Martin Kirsch, der als beratender Psychiater in einem Fall von Amnesie hinzugezogen wird, übernimmt diese Aufgabe natürlich gerne, hat er doch "seine" Elisabeth wiedergefunden. War er anfänglich nur von ihrem reizvollen Äußeren angetan, gewinnt sie nun an Attraktivität durch eine mögliche Verbindung zu Albert Einstein. Kirschs gefallener Bruder Max war ein glühender Anhänger von Einsteins Thesen gewesen und so hat sich auch Martin in Erinnerung an den geliebten Bruder mit Einstein beschäftigt. Martin versucht nun Licht in Elisabeths Vergangenheit zu bringen. Hilfreich dabei ist Elisabeths zurückkehrendes Erinnerungsvermögen. In ihren Unterlagen findet Martin konkrete Hinweise, die auf Einsteins erste Ehefrau Mileva Maric Bezug nehmen. Martin macht sich auf nach Zürich, um Mileva zu befragen. Diese verhält sich sehr abweisend, gibt Martin aber einen Hinweis auf ihren und Einsteins gemeinsamen Sohn Eduard, der in einem Züricher Sanatorium wegen Verhaltensauffälligkeiten unter Beobachtung steht. Eduard scheint alles zu wissen, doch Martin ist sich nicht sicher, ob er Eduards Aussagen trauen kann.
Philip Sington erzählt nicht allein die fiktive Geschichte des "Einstein-Mädchens", die eigentlich Marija Dragonovic heißt, oder die Geschichte des Dr. Martin Kirsch in all seinen Konflikten mit Familie, Verlobten und Krankheit, sondern Sington beleuchtet auch die reale historische Bühne – das Erstarken des Nazi-Regimes mit den Auswirkungen auf die Tätigkeit von Wissenschaftlern und Medizinern, der Dauerstreit zwischen Psychiatrie und der aufkommenden Psychologie, auch Einsteins Relativitätstheorie und seine Ansätze zur Quantenphysik werden für den Laien verständlich angerissen. Über das Privatleben des großen Genies äußert sich Sington nur in Andeutungen. Man kann vermuten, dass Einstein kein unkomplizierter Lebensgefährte und Vater war.
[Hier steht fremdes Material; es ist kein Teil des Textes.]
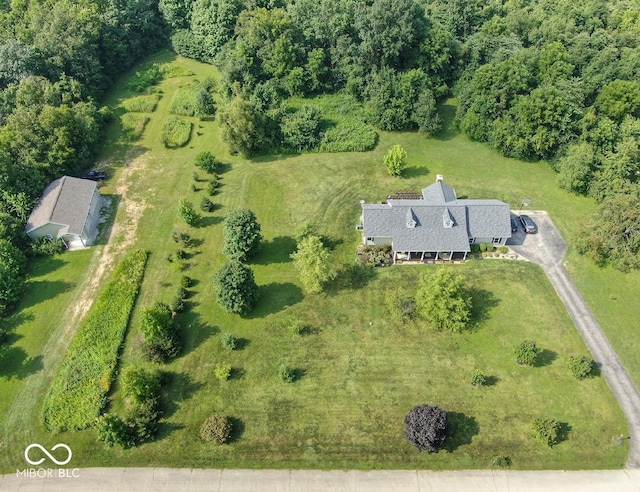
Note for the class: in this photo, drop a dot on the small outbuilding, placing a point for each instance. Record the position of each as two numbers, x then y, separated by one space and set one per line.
69 209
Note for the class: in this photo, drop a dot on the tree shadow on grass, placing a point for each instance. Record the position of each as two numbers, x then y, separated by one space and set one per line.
194 332
545 358
15 363
483 301
278 250
179 387
461 431
274 297
351 276
237 429
414 172
46 265
563 431
210 220
165 429
491 381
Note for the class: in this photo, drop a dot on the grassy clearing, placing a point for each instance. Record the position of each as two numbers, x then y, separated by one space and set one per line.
344 124
77 396
141 104
176 132
133 125
357 380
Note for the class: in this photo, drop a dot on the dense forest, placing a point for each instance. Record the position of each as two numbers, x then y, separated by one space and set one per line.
549 79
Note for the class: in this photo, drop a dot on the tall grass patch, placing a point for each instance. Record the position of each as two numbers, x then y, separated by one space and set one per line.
194 100
78 394
176 132
133 125
141 104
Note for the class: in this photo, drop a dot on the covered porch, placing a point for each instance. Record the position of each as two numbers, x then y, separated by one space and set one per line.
424 257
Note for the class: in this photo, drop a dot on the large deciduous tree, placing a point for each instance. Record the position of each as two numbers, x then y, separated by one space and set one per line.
313 262
12 265
613 234
444 301
235 288
242 235
426 427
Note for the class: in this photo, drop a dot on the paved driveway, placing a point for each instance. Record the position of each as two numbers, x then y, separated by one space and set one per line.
547 248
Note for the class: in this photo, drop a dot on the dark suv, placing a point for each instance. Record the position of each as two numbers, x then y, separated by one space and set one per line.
528 225
514 225
94 175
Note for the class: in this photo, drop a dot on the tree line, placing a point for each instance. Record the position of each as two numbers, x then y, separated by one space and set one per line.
553 80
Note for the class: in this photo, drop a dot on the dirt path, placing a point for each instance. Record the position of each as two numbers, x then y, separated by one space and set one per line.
547 248
22 413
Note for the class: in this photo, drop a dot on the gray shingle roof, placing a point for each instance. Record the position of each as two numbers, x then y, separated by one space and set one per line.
65 201
471 218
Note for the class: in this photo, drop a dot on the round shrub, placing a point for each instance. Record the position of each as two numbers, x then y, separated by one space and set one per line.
581 366
229 341
287 374
426 427
216 428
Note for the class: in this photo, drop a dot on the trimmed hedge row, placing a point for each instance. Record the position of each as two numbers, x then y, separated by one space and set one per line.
78 393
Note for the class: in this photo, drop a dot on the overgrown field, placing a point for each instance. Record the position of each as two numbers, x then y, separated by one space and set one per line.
78 394
360 372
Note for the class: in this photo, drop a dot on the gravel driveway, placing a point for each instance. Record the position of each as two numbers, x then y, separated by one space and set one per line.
547 248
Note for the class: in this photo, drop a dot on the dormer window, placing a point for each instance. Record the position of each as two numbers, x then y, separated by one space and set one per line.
411 219
447 220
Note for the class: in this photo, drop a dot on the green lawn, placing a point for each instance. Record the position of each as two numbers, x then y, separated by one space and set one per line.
360 379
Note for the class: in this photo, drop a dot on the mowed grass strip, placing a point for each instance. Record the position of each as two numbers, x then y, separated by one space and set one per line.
78 393
133 125
141 104
176 132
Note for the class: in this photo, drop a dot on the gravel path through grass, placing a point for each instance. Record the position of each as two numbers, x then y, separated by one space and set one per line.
548 249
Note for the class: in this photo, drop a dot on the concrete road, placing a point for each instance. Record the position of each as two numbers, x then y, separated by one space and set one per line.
547 248
186 480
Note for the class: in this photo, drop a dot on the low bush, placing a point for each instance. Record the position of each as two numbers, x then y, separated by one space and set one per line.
133 125
216 428
526 353
176 132
206 205
212 187
78 393
545 430
222 371
47 247
229 341
352 137
145 79
187 213
287 374
478 378
141 104
208 163
581 366
139 384
182 238
161 340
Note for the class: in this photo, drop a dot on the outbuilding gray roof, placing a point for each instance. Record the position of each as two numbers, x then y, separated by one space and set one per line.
442 222
65 201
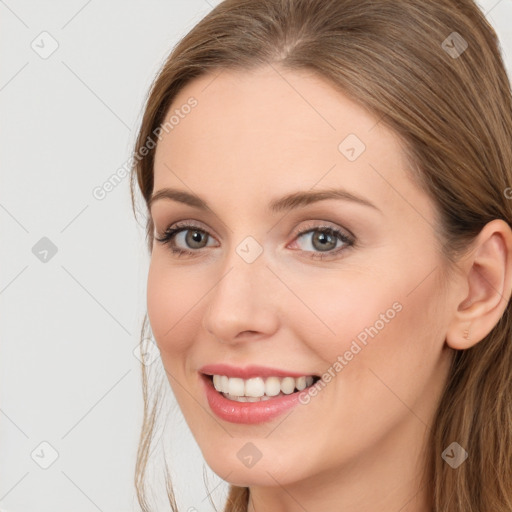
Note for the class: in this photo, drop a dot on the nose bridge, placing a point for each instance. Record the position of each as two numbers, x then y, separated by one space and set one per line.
240 301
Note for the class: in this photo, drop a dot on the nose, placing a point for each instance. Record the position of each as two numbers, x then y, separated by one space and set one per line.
243 305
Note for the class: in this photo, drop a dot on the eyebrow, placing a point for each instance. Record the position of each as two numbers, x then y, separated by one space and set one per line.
286 203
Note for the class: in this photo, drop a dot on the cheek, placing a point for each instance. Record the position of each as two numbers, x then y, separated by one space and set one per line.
172 305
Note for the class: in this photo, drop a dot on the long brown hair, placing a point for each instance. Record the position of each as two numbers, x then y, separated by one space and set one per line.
431 71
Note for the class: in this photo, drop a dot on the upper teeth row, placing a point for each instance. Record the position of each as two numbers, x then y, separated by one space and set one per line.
258 387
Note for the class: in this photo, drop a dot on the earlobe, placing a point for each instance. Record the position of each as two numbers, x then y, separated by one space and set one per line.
486 283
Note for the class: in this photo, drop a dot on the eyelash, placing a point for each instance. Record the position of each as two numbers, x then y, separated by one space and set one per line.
168 238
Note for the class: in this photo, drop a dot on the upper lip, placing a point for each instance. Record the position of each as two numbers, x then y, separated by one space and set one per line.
248 372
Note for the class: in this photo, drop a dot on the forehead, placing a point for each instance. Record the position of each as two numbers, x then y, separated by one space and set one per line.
274 129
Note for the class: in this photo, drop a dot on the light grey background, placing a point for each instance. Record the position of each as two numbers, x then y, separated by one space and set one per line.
69 325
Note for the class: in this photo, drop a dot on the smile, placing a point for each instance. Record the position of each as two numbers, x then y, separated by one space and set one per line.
259 388
239 407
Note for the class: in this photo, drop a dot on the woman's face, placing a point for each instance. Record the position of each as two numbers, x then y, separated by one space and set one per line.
371 314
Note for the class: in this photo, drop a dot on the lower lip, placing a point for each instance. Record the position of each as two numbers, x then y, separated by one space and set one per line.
247 412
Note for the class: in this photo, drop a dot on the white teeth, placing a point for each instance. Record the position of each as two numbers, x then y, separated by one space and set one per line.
301 383
256 388
288 385
236 387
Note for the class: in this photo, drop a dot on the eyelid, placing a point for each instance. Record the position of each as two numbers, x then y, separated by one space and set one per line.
341 233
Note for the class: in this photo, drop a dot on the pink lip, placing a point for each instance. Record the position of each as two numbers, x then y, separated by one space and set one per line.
247 412
249 371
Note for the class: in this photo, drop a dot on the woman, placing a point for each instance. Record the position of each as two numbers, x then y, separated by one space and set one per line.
326 183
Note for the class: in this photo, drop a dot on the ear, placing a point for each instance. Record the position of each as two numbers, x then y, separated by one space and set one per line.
485 286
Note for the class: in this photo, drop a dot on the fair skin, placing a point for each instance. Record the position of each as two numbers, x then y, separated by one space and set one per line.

Der eigentliche Roman des Das Einstein-Mädchens wird umrahmt von zwei Briefen eines gewissen Eduard, (der Einsteins Sohn sein könnte) an seine Schwester Elisabeth, (die Einsteins Tochter sein könnte), in denen er ihr ein unbetiteltes Manuskript zur Lektüre avisiert – die Geschichte eines Lebens – ihres Lebens ?
Für uns Leser scheint die Geschichte zu schweben zwischen Dichtung und Wahrheit, ein Effekt, der von Sington bewusst eingesetzt wird, erinnert er doch an die Vielschichtigkeit und Unschärfe bei der Quantentheorie.
Er würde nicht zögern, diese Seiten als das Werk eines Wahnsinnigen zu bezeichnen, wenn er feststellt, wie die Figuren, Du und ich und Dr.Kirsch, an verschiedenen Orten gleichzeitig existieren – wie seine Quanten, die er so gern wieder einfangen würde.
...so Eduard in seinem letzten Brief. Wen er meint, ist klar, oder ? Das Genie.
Wir alle kennen Einsteins weltberühmte Formel: E = mc2, kennen die Bilder von ihm, wo er uns burschikos die Zunge rausstreckt. Aber wie war er als Privatmensch? Dazu könnte man eine Biographie lesen oder Philip Singtons spannenden Roman, der Einsteins Person und sein privates Umfeld aus der Sicht des ungeliebten Sohnes Eduard beschreibt.
Ein gut recherchierter Plot, ein komplexer Aufbau, dazu eine adäquate, schöne Sprache machen Das Einstein-Mädchen zu einem kleinen Highlight, das man sich nicht entgehen lassen sollte.